Acı çekenler Roma'nın her yerinden topluluklara akın etti ve burada Hıristiyanlığa geçtiler. Çünkü hiç kimse sürüyle Celileliler kadar ilgilenmedi. Hıristiyan doktorlar ücretsiz (ücretsiz) tedavi ediyor ve hastalar için ilaçları kendileri hazırlıyorlardı. Genç papaz, hastalar için doktor arıyordu ve doktorlar da ona hastalarına nasıl bakacağını öğretiyordu.

Barınağı olmayanlar ise kutsal bakireyi Hıristiyanların evlerine yerleştirdiler. Topluluğun geri kalanı yoksullara yiyecek götürdü ve hastanelere ve hapishanelere yiyecek bağışladı.

“Tanrı'nın Kilisesi'ni gayretle önemseyerek yeni bilgiler üzerinde çalıştı, emeklerini ve başarılarını artırdı ve bedensiz Melekler gibi Mesih'teki komşularına hizmet etti…” (İkos 3).

Aziz Tatiana'nın Hayatı, 226 yılında Senato'nun, Roma'nın tüm sakinlerine pagan tanrılara halka açık bir kurban sunma emri verdiğini kanıtlıyor. Bu, gizli Hıristiyanları tespit etmek ve onları adalet önüne çıkarmak için yapıldı. Askerler ve hizmetliler her yerde Senato'ya itaat etmekten kaçanları arıyordu. Ve böylece Hıristiyan topluluğunun sığınağına sığındılar ve üyelerinden bu emri yerine getirmelerini talep etmeye başladılar. Kutsal bakire kendisini bir papaz olarak tanıttı ve liderlerine şöyle dedi:

226 yılında Senato, Roma'nın tüm sakinlerinin pagan tanrılara halka açık bir kurban sunmaları yönünde bir emir yayınladı. Bu, gizli Hıristiyanları tespit etmek ve onları adalet önüne çıkarmak için yapıldı.

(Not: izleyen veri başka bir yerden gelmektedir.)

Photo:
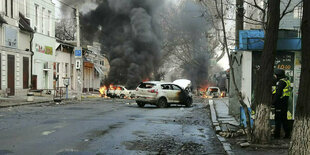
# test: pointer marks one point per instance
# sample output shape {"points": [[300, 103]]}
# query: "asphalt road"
{"points": [[106, 126]]}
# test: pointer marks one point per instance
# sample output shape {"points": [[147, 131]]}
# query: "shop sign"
{"points": [[11, 37], [47, 49]]}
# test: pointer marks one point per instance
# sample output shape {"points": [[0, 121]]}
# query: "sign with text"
{"points": [[46, 50], [78, 52], [11, 37]]}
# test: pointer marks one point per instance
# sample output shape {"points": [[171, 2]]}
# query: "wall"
{"points": [[234, 105], [40, 41], [289, 21], [1, 35], [246, 83], [63, 58], [24, 40]]}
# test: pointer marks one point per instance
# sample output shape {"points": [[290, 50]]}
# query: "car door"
{"points": [[176, 93], [167, 92]]}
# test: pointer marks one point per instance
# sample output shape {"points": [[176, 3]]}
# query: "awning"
{"points": [[2, 20], [24, 23], [99, 70]]}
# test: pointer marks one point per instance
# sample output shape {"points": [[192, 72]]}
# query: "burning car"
{"points": [[162, 94], [118, 91], [213, 92]]}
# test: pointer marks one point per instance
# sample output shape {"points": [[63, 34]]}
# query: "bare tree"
{"points": [[220, 14], [65, 29], [263, 96], [300, 142]]}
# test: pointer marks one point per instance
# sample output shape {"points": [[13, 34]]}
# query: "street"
{"points": [[107, 126]]}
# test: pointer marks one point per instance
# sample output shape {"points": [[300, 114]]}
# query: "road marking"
{"points": [[45, 133]]}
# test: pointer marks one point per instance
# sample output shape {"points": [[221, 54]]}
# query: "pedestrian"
{"points": [[280, 102]]}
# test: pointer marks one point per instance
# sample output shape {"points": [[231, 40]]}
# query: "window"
{"points": [[6, 7], [12, 8], [146, 85], [175, 87], [66, 69], [298, 12], [0, 71], [36, 15], [42, 17], [165, 86], [57, 68], [25, 72], [49, 23]]}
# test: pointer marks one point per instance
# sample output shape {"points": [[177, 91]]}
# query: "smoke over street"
{"points": [[129, 36]]}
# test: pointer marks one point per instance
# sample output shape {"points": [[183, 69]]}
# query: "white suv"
{"points": [[162, 94], [118, 91]]}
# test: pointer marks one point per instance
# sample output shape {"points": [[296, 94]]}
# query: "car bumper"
{"points": [[146, 99]]}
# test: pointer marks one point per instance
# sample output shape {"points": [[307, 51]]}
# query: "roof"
{"points": [[2, 20], [24, 24], [158, 82]]}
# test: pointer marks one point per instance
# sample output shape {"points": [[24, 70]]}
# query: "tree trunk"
{"points": [[300, 142], [239, 20], [263, 94]]}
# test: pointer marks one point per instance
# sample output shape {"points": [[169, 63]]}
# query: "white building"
{"points": [[64, 64], [42, 19], [15, 55]]}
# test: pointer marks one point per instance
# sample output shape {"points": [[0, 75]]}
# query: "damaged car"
{"points": [[213, 92], [162, 94]]}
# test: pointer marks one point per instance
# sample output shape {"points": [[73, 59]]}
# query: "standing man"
{"points": [[280, 101]]}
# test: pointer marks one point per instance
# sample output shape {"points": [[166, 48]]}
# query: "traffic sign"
{"points": [[78, 52]]}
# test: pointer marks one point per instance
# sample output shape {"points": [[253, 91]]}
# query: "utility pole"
{"points": [[239, 20], [78, 58]]}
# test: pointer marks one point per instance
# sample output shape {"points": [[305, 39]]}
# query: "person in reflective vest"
{"points": [[280, 101]]}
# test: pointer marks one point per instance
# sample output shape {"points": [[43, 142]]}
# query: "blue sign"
{"points": [[78, 53]]}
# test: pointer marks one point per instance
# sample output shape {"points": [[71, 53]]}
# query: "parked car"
{"points": [[162, 94], [118, 91], [213, 92]]}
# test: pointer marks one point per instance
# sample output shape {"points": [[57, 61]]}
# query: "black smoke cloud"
{"points": [[128, 32]]}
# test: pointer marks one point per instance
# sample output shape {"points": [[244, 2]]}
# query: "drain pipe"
{"points": [[31, 59]]}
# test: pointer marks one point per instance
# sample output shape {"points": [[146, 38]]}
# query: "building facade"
{"points": [[15, 49], [42, 19], [63, 68]]}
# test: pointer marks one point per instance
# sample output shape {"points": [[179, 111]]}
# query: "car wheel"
{"points": [[188, 102], [162, 103], [141, 104]]}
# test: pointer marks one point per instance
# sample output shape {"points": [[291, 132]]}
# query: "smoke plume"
{"points": [[128, 32]]}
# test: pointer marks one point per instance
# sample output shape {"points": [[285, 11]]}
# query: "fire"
{"points": [[203, 90], [103, 91], [223, 94]]}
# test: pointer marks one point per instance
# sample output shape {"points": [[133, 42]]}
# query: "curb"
{"points": [[25, 103], [40, 102], [216, 124]]}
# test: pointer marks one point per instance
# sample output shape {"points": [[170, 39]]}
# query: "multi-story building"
{"points": [[15, 48], [291, 21], [42, 19]]}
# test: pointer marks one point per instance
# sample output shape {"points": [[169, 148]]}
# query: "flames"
{"points": [[103, 91]]}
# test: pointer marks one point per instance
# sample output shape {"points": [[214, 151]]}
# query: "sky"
{"points": [[90, 5]]}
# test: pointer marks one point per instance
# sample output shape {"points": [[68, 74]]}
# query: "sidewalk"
{"points": [[13, 101], [233, 138], [222, 121]]}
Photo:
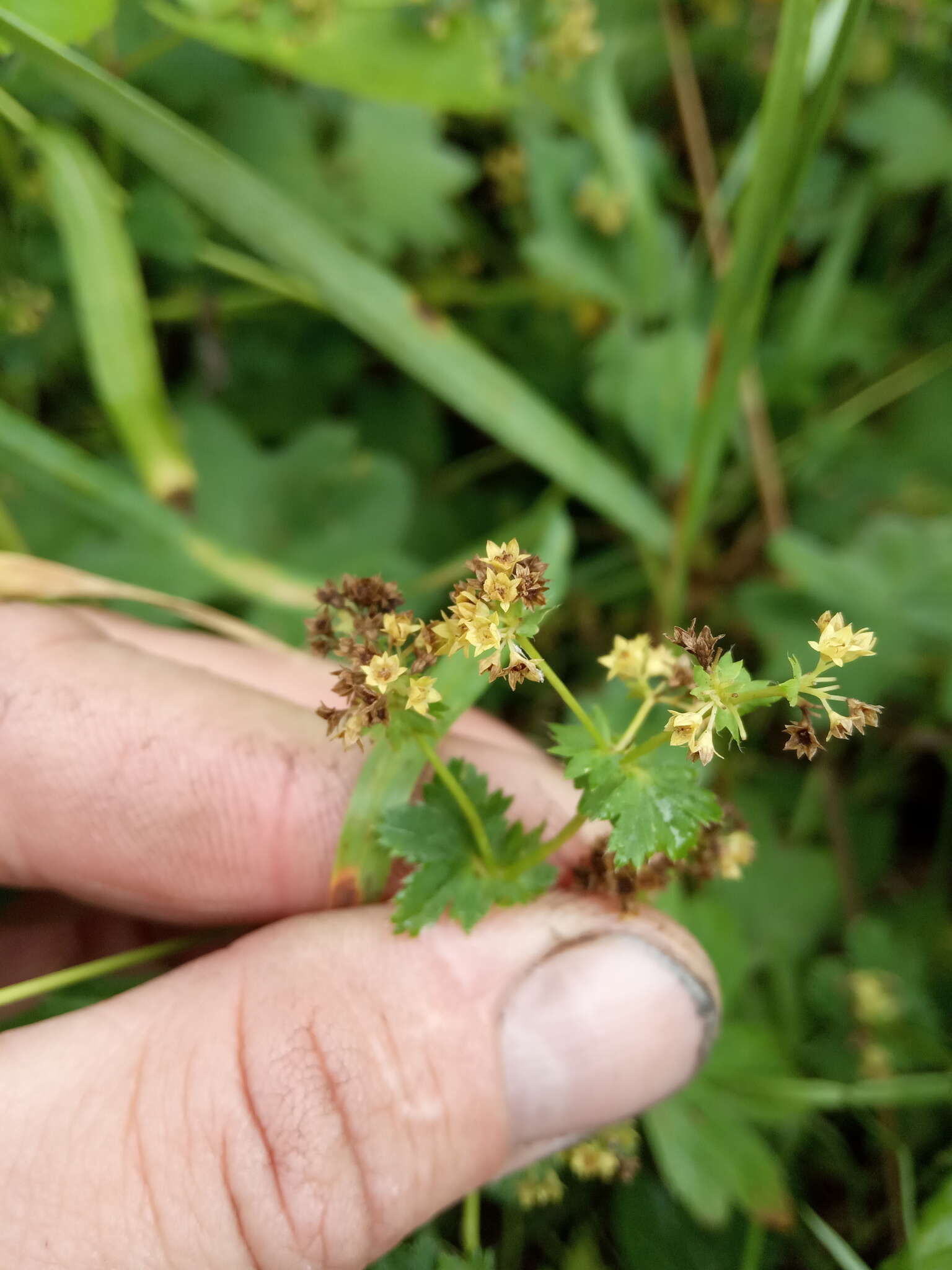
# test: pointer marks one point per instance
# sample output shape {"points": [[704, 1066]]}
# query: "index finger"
{"points": [[162, 789]]}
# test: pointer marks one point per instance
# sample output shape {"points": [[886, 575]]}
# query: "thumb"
{"points": [[309, 1095]]}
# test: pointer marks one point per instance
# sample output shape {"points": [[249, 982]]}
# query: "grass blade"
{"points": [[741, 303], [113, 311], [24, 577], [40, 458], [834, 1244], [366, 298]]}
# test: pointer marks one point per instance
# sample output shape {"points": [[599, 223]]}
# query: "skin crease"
{"points": [[314, 1091]]}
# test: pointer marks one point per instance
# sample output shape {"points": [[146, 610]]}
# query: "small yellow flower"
{"points": [[499, 588], [839, 643], [399, 626], [450, 636], [840, 727], [736, 851], [702, 745], [683, 727], [875, 1002], [420, 694], [483, 630], [382, 671], [638, 658], [591, 1160], [505, 556]]}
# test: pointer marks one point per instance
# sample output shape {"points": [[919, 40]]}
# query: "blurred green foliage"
{"points": [[522, 171]]}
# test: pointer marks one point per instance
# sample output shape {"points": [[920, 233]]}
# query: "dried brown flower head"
{"points": [[701, 644], [803, 739]]}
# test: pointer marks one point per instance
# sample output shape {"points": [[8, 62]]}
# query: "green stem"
{"points": [[563, 691], [462, 801], [102, 966], [15, 115], [148, 52], [834, 1244], [753, 1246], [470, 1225], [11, 536], [646, 747], [632, 729]]}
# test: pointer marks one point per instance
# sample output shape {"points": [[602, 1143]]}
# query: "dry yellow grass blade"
{"points": [[24, 577]]}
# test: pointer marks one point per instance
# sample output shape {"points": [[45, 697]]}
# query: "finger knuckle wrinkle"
{"points": [[304, 1112]]}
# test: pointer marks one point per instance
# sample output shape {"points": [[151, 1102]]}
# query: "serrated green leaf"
{"points": [[451, 877], [655, 806], [794, 691], [379, 51]]}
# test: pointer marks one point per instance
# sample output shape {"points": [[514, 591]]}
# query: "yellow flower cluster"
{"points": [[839, 643], [384, 671], [695, 729], [638, 659]]}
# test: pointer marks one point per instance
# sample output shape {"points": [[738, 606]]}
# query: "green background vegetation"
{"points": [[412, 275]]}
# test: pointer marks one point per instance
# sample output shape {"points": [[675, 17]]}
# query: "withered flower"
{"points": [[399, 626], [863, 716], [840, 726], [702, 644], [803, 738], [499, 588], [371, 595]]}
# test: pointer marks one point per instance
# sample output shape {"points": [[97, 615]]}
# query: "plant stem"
{"points": [[100, 966], [15, 115], [11, 536], [470, 1225], [742, 300], [547, 849], [462, 801], [148, 52], [753, 1246], [834, 1244], [564, 693], [632, 729]]}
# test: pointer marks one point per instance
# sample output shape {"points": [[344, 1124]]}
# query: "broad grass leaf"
{"points": [[380, 51], [648, 381]]}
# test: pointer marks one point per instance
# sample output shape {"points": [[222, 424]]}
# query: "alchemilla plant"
{"points": [[464, 854]]}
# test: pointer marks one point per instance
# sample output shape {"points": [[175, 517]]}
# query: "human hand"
{"points": [[318, 1089]]}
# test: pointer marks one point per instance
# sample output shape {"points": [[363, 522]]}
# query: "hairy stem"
{"points": [[640, 716], [563, 691], [470, 1225], [547, 849], [462, 801]]}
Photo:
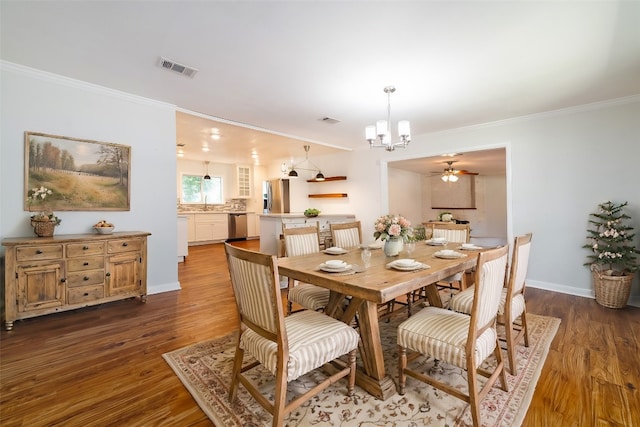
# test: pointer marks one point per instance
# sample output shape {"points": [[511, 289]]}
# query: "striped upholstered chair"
{"points": [[346, 235], [304, 241], [289, 346], [458, 339], [512, 303]]}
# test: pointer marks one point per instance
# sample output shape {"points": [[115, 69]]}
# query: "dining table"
{"points": [[356, 292]]}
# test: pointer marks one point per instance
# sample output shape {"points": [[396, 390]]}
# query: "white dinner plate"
{"points": [[415, 266], [334, 251], [454, 255], [469, 248], [438, 243], [329, 269]]}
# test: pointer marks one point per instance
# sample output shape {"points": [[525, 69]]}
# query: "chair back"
{"points": [[254, 277], [301, 240], [458, 233], [489, 282], [347, 234], [519, 264]]}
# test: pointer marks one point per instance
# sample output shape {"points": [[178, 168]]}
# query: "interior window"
{"points": [[195, 189]]}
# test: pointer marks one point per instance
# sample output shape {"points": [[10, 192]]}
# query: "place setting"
{"points": [[336, 266], [469, 247], [334, 250], [437, 241], [407, 264], [449, 254]]}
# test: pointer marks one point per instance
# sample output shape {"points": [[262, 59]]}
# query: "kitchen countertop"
{"points": [[210, 212], [301, 215]]}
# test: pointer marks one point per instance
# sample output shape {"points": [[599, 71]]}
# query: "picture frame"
{"points": [[82, 174]]}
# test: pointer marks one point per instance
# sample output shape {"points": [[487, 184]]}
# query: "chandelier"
{"points": [[449, 174], [379, 136], [292, 169]]}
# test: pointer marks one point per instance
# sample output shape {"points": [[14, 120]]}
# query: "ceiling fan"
{"points": [[450, 174]]}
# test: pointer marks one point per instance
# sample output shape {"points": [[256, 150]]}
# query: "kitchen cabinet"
{"points": [[211, 227], [191, 228], [183, 246], [243, 181], [65, 272], [252, 225]]}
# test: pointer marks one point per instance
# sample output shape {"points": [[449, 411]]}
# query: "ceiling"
{"points": [[271, 71]]}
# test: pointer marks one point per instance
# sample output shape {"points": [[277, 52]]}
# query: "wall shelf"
{"points": [[329, 178], [327, 195]]}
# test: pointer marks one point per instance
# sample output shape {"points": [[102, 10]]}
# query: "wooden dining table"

– Tek Tanrı'ya, Baba'ya, Oğul'a ve Kutsal Ruh'a inanıyoruz. Başka tanrıları tanımıyoruz ve kurbanımız ikiyüzlülük olacak. Bize eziyet etmeyin, görüyorsunuz, burada çok hasta insan var, onların huzura ihtiyacı var. Senin ve askerlerinin burada olmanıza gerek yok.

"Bize kapıyı göstermeye nasıl cesaret edersin?" Bizi İmparator gönderdi, onun emirlerine karşı gelemezsin! Gönüllü ya da zorla ama emri yerine getireceksin! Yakala onu!

Kutsal bakire yakalanıp kapıdan çıkarıldı ve ardından bir suçlu gibi cadde boyunca götürüldü. Askerler onu itti ve onunla alay etti. Yüzlerce Hıristiyan Roma'ya götürüldü, tutkulu günleri başladı.

Kutsal günler

Talihsiz kız Apollon tapınağına götürüldü. Tapınakta kurban için her şey hazırdı; bakirenin yalnızca pagan putunun önündeki kurban sunağı üzerinde ateş yakması gerekiyordu. Görünüşe göre daha basit olabilirdi: Paganlarla birlikte tanrılarının önünde ateş yakmak ve kişinin kendi topluluğunda Mesih'e dua etmesi ve Tek Tanrı'ya inanması. Ancak Aziz Tatiana böyle bir ikiyüzlülüğün düşüncesinden tiksiniyordu. Onun için pagan ritüeli, inanca saygısızlık ve Cennetsel Damat'a ihanet anlamına geliyordu. Yüzlerce takipçisi gibi o da şunları söyledi:

- Cennet nimetlerini dünya nimetlerine tercih ederim. Senin Apollon kadar görkemli olan kadim tanrılar bana sonsuz yaşam bahşetmiyor, onlara tapamıyorum. Benim için tek bir Tanrı vardır ve O'nun Adını sonsuza kadar yücelteceğim. Herkes göksel ışıkla aydınlatılabilir; sadece bunu istemeniz gerekir. Ama kendim için başka bir ışık düşünemiyorum, geri kalan her şey karanlık. Eğer şimdi karanlığa dalsaydım, sonsuz kurtuluş umudum olmazdı. Ama bugün Rabbim benimledir ve O'nu inkar etmeyeceğim.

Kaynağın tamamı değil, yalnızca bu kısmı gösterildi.